Heb je tekst in een kader geplakt, dan regel je de opmaak door de tekst te selecteren en de instellingen te kiezen in het deelvenster Tekst. Zo kun je bijvoorbeeld een vet kopje van een ander lettertype maken of bodytekst in een andere kleur dan zwart zetten. Ook tekenspatiëring, regelafstand, uitlijning, basislijn en zelfs transparantie zijn in dit deelvenster te regelen. Instellingen worden toegepast op geselecteerde tekst, net zoals in een echte tekstverwerker.
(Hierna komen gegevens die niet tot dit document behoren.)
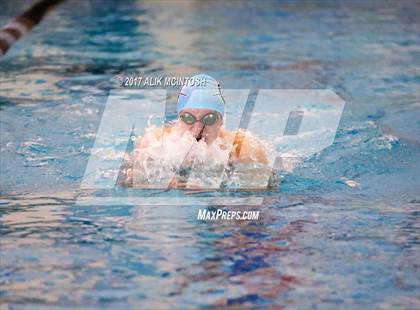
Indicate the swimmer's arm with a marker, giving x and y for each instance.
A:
(251, 150)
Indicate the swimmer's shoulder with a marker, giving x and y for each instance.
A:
(246, 147)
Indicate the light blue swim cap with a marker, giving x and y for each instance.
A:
(201, 92)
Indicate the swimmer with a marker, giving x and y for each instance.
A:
(201, 114)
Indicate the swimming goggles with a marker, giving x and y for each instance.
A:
(208, 119)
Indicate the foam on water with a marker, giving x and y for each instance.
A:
(174, 157)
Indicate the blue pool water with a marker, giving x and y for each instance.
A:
(342, 229)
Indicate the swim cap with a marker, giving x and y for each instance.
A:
(201, 92)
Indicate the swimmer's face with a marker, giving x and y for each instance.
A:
(199, 130)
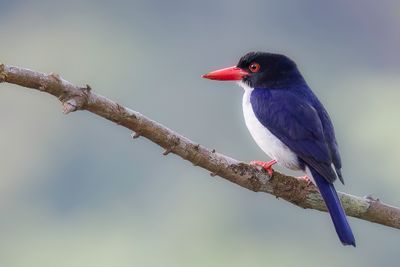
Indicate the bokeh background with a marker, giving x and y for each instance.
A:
(76, 190)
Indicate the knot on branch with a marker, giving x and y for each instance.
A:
(75, 101)
(173, 142)
(3, 74)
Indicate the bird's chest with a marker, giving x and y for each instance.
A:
(267, 141)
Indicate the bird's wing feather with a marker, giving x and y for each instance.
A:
(293, 120)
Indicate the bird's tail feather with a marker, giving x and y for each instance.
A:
(335, 208)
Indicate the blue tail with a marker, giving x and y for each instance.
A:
(335, 209)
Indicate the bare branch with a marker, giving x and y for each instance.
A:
(294, 190)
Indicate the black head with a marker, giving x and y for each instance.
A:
(261, 70)
(267, 70)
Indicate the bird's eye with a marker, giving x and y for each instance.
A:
(254, 67)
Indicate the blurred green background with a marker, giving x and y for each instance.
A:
(76, 190)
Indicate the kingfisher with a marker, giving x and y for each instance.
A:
(290, 124)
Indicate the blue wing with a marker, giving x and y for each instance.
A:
(292, 117)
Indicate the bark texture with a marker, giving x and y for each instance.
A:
(294, 190)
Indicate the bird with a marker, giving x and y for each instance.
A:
(290, 124)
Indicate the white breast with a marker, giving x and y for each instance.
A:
(268, 142)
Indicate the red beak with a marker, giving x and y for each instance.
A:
(228, 74)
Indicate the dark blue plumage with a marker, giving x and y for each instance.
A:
(290, 124)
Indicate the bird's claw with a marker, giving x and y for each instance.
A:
(306, 178)
(265, 165)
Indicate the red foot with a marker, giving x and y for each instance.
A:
(266, 165)
(306, 178)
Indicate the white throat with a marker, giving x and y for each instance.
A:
(268, 142)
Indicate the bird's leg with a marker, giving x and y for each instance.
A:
(306, 178)
(266, 165)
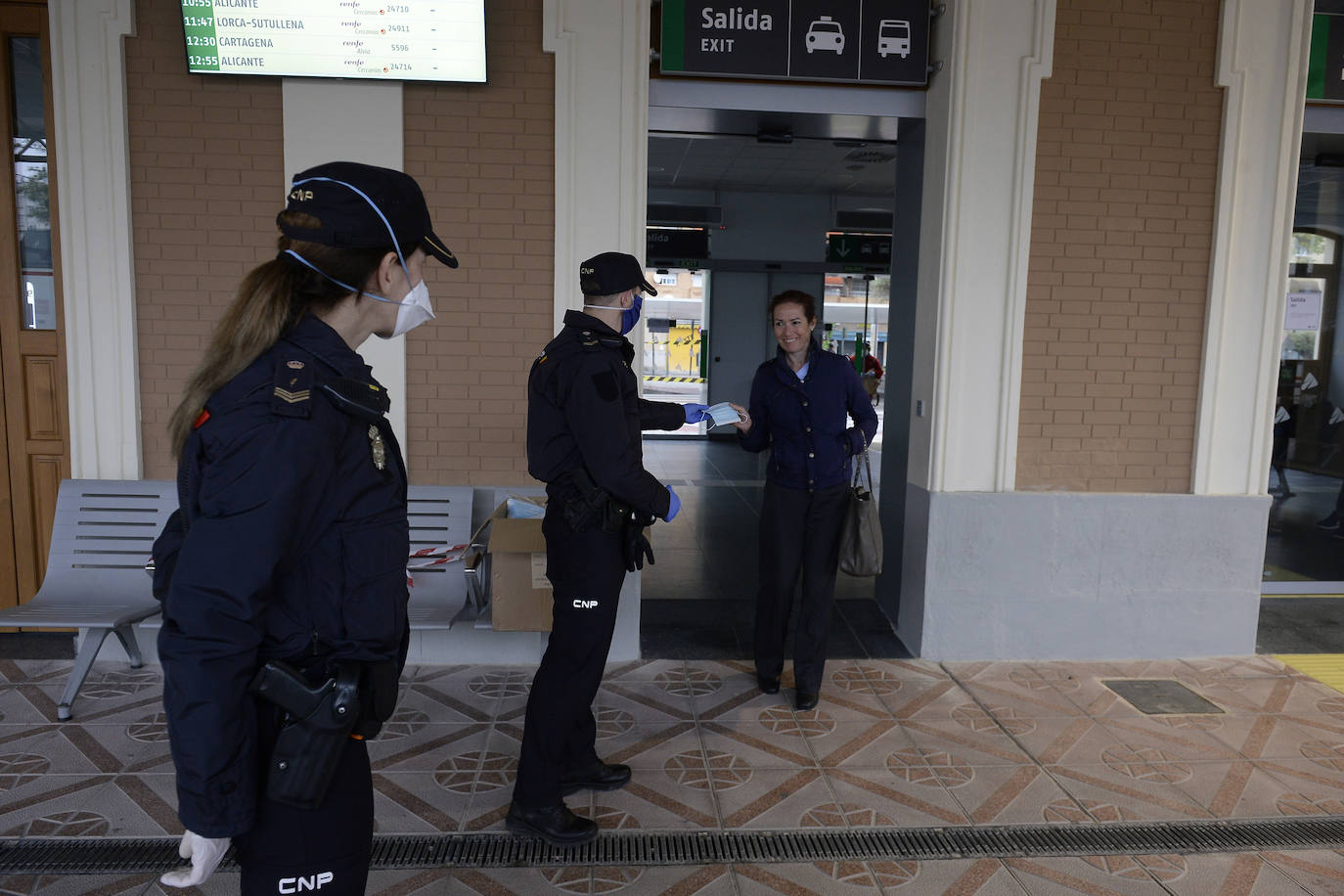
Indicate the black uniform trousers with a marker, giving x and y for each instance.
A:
(560, 734)
(324, 849)
(800, 529)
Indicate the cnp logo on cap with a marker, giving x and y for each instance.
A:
(611, 273)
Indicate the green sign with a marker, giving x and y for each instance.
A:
(859, 248)
(1325, 66)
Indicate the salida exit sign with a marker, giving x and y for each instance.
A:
(858, 40)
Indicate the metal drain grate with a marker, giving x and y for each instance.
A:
(61, 856)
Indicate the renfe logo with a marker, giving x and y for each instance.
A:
(300, 884)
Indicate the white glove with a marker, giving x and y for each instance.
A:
(204, 855)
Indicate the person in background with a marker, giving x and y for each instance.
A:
(584, 422)
(801, 407)
(283, 572)
(872, 375)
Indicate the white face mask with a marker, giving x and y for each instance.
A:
(413, 312)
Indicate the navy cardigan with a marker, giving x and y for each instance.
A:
(807, 422)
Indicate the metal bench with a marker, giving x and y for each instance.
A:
(96, 579)
(439, 516)
(105, 529)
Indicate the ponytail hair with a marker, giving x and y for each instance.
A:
(266, 305)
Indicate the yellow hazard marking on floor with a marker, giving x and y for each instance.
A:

Tekst opmaken met instellingen in het deelvenster Tekst.
|
• Bijschriften
Behalve tekst in tekstkaders is het ook mogelijk bijschriften bij foto’s te plaatsen met bijvoorbeeld de opnamegegevens en de naam van de fotograaf. Dit kun je bij elke foto regelen met de opties in het deelvenster Bijschrift. Eerst selecteer je in de modus Weergave van meerdere pagina’s (Cmd/Ctrl+E) het fotokader waarbij het bijschrift geplaatst moet worden. Kies vervolgens Weergave één pagina en open het deelvenster Bijschrift. Je kunt de foto nu goed zien en als je vervolgens in het deelvenster de optie Fotobijschrift aanvinkt, verschijnt onder de foto een gele tekstregel. Je kunt in dit deelvenster ook de plaats bepalen: boven of op de foto. Met de optie Verschuiving kun je het tekstvak exact positioneren. Klik in het tekstvak om tekst te typen of te plakken. De opmaak ervan regel je met de opties in het deelvenster Tekst. Op deze manier is het ook mogelijk elke pagina boven- of onderaan te voorzien van een bijschrift. Schakel daarvoor in het deelvenster Bijschrift de optie Paginabijschrift in.
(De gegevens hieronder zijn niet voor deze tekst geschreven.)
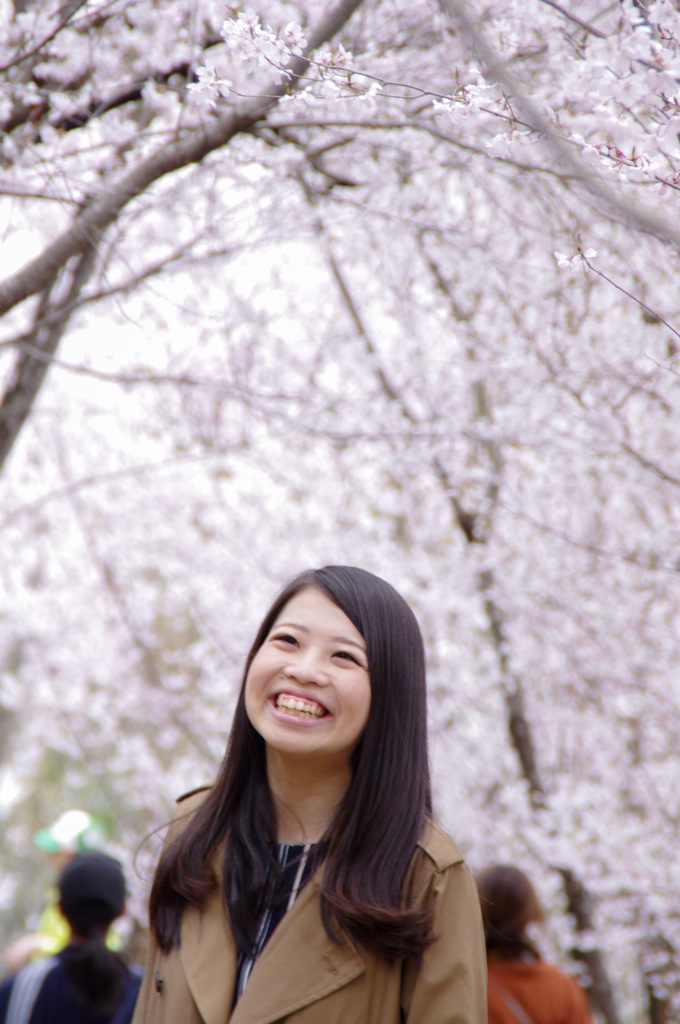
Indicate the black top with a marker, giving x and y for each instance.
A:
(296, 864)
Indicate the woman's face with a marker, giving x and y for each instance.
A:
(308, 689)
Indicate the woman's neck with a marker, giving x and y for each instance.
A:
(305, 798)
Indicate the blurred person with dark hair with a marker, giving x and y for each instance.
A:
(74, 832)
(85, 982)
(522, 987)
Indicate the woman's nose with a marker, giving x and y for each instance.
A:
(306, 667)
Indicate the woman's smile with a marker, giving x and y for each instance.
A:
(308, 689)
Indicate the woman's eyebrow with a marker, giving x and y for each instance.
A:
(304, 629)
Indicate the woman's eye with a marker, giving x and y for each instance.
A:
(347, 655)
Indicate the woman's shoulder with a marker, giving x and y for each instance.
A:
(439, 847)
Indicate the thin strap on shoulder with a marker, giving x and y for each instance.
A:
(511, 1004)
(26, 990)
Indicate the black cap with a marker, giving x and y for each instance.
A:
(92, 878)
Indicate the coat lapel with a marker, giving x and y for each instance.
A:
(299, 965)
(208, 955)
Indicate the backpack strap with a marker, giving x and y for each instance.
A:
(511, 1004)
(27, 988)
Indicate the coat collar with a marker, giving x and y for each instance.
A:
(298, 966)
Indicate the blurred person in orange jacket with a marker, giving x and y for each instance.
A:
(522, 987)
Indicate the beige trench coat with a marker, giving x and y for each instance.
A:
(304, 978)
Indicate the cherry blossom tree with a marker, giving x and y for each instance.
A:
(392, 287)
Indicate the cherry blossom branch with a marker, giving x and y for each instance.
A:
(574, 17)
(587, 259)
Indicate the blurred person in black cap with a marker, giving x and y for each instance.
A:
(86, 982)
(74, 832)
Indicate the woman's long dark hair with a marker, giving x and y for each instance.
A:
(509, 904)
(97, 974)
(374, 834)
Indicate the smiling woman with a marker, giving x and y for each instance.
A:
(309, 885)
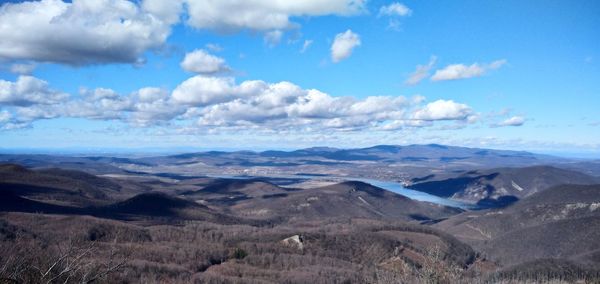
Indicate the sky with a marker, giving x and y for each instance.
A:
(259, 74)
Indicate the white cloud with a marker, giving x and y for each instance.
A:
(421, 72)
(512, 121)
(307, 43)
(220, 104)
(22, 68)
(168, 11)
(461, 71)
(202, 62)
(262, 15)
(395, 9)
(273, 38)
(28, 90)
(214, 47)
(443, 110)
(79, 33)
(201, 91)
(343, 45)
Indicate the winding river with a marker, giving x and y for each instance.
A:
(395, 187)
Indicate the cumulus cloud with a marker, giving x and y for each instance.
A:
(22, 68)
(443, 110)
(167, 11)
(273, 38)
(421, 72)
(28, 90)
(202, 62)
(343, 44)
(214, 47)
(79, 33)
(395, 9)
(512, 121)
(307, 43)
(201, 91)
(462, 71)
(262, 15)
(222, 104)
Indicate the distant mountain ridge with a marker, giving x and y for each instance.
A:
(492, 184)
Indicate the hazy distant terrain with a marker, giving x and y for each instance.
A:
(298, 216)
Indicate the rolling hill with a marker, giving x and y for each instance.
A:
(501, 186)
(561, 222)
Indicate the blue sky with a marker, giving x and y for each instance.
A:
(110, 74)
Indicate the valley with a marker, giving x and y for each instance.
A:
(373, 215)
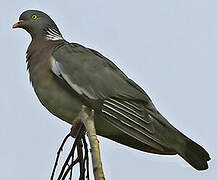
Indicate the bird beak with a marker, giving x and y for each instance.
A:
(18, 24)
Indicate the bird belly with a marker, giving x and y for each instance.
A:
(57, 98)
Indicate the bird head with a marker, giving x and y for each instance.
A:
(37, 23)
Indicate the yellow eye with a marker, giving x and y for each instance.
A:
(34, 16)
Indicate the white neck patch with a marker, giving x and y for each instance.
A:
(53, 34)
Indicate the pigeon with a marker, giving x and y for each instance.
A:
(67, 75)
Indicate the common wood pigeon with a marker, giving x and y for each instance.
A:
(67, 75)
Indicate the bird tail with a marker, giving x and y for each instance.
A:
(194, 154)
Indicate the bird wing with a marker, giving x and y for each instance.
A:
(124, 103)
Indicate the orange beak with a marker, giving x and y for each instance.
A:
(17, 25)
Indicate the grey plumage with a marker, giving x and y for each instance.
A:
(66, 75)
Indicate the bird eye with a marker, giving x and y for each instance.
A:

Een bijschrift bij een foto plaatsen en opmaken met de deelvensters Bijschrift en Tekst.
|
• Speciale tekens gebruiken
Wil je een bolletje als scheiding tussen de opnamegegevens, dan kun je dat in Windows snel maken met de linker Ctrl-toets ingedrukt en 0149 op het numerieke toetsenbord, dus Ctrl+0149. Het copyrightteken maak je met Ctrl+0169. Op de Mac vind je het bolletje in het menu Wijzig onder Speciale tekens, Opsommingtekens. Het copyrightteken is in de categorie Letteraccenten ondergebracht.
• Achtergrond
Het aanpassen van de achtergrond is een laatste middel om je foto’s beter te communiceren of om de opmaak meer aansprekend te maken. Dit doe je eenvoudig met de opties in het deelvenster Achtergrond.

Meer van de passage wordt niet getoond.